In this challenge, you will be testing a supplied Java web server that implements a specification of a simple trustless file server. The specification is provided below.
Your task is in two parts:
-
Create a test plan: Review the goals/specification below and write a test plan for the server. Write down as many acceptance criteria / test cases as you can. Write this test plan up in markdown in your README.
-
Write some test/s: We'd like you to turn at least one or two of your test cases into automated tests. You don't need to write up all your test cases as automated tests. Include instructions on how to run these in your README.
- You may use any language/framework you feel comfortable with to write the automated tests. Feel free to choose Java, Kotlin, C#, Rust, Python or another language of your choice.
- You may use Cucumber/Gherkin if you wish, but it's not requirement. If you do, ensure that the code is written for the steps behind the scenes, so that the tests can actually run.
- If, whilst exploring, you notice any issues or oddities with the specification or implementation, make a note of these in a README along with your solution.
The following is written as a hypothetical brief for the file server product
- We need to enable users to download large files in a decentralized manner
- We have created a proof of concept server, that we'd like to be tested before considering how to productionise it
- The proof of concept is intended to show that a file can be served to a user in a manner which is fault-tolerant and tamper-safe
- The user should be able to reconstruct the file, and verify the integrity of the file chunk-by-chunk against a small digest they have received from a trusted source
The provided code is a trustless file server, similar to the BitTorrent peer-to-peer software.

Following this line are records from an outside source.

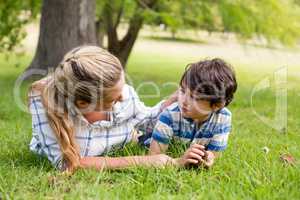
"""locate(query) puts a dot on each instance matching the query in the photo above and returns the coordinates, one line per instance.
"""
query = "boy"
(200, 117)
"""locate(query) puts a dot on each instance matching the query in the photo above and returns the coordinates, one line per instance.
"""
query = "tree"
(63, 26)
(110, 15)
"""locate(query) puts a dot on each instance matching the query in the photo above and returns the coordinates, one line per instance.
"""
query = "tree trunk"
(64, 24)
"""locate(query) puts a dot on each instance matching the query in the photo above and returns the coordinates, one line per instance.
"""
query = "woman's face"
(113, 96)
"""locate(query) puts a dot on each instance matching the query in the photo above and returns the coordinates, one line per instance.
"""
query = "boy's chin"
(187, 115)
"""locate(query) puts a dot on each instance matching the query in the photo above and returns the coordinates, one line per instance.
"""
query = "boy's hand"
(193, 155)
(209, 159)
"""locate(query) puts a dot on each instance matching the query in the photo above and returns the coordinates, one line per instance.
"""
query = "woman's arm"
(104, 163)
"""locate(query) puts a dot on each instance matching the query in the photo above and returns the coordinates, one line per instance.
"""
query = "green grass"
(244, 171)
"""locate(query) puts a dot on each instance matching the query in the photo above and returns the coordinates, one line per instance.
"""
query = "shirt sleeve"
(43, 140)
(145, 117)
(220, 135)
(163, 131)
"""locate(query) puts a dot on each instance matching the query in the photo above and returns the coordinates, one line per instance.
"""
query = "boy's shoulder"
(222, 116)
(170, 114)
(224, 111)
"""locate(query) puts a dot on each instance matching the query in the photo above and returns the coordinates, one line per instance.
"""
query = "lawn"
(244, 171)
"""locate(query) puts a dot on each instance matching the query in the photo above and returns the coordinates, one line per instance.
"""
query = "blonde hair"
(85, 73)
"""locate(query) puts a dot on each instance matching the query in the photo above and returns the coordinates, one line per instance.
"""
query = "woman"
(85, 109)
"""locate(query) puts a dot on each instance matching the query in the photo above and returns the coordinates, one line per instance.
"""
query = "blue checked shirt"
(97, 138)
(213, 133)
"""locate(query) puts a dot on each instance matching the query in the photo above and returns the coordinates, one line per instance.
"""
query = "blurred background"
(155, 40)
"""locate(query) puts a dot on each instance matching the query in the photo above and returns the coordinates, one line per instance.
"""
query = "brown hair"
(213, 80)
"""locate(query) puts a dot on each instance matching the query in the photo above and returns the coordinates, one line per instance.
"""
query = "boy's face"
(193, 108)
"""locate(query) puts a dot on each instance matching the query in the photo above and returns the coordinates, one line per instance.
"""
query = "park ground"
(244, 171)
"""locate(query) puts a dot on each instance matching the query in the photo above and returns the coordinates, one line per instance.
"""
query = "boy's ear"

In this scheme, a client who wishes to download a file would go to a trusted source to find the root merkle hash and file size. Using these values, the client can then request file pieces from an untrusted source (or sources), and validate that the received file pieces are correct.
Our server exposes the hashes
HTTP endpoint to serve as something to represent this trusted source.
The piece
HTTP endpoint can be used to download each piece of the file, along with a proof for the piece which they can use to reconstruct the root hash and verify that the provided piece is correct. By doing this for all the pieces, they can reconstruct the whole file.
A merkle tree is a hash-based tree data structure used in distributed systems for efficient data verification. They are used in peer-to-peer networks like Tor, Bitcoin, Git, and BitTorrent.
You can find more detailed interview information here: https://brilliant.org/wiki/merkle-tree/.
The algorithm we will use to calculate the merkle hash will follow closely the BitTorrent method of calculating a file's hash as seen in Simple Merkle Hashes here, except we will use the SHA-256 algorithm rather than SHA1, and we will have a hardcoded piece size of 1KB.
In particular:
- The merkle tree will be a perfectly balanced binary tree.
- For leaf node hashes corresponding to complete file pieces, we take
Node Hash = SHA256(the 1024 file piece bytes)
. - For leaf node hashes corresponding to incomplete file pieces, we pad the chunk with 0s to a length of 1024 bytes before taking the SHA256 hash, ie
Node Hash = SHA256(the 1024 padded file piece bytes)
. - For leaf node hashes corresponding to non-existent file pieces (eg off the end of the file), we use a filler hash value of 32 zero bytes, ie
Node Hash = 0000...00
.
- For leaf node hashes corresponding to complete file pieces, we take
- Hash values for nodes in the higher levels of the tree are calculated by concatenating the child hash bytes of the left child with the child hash bytes of the right child, left to right, and computing the hash of that 64-byte aggregate.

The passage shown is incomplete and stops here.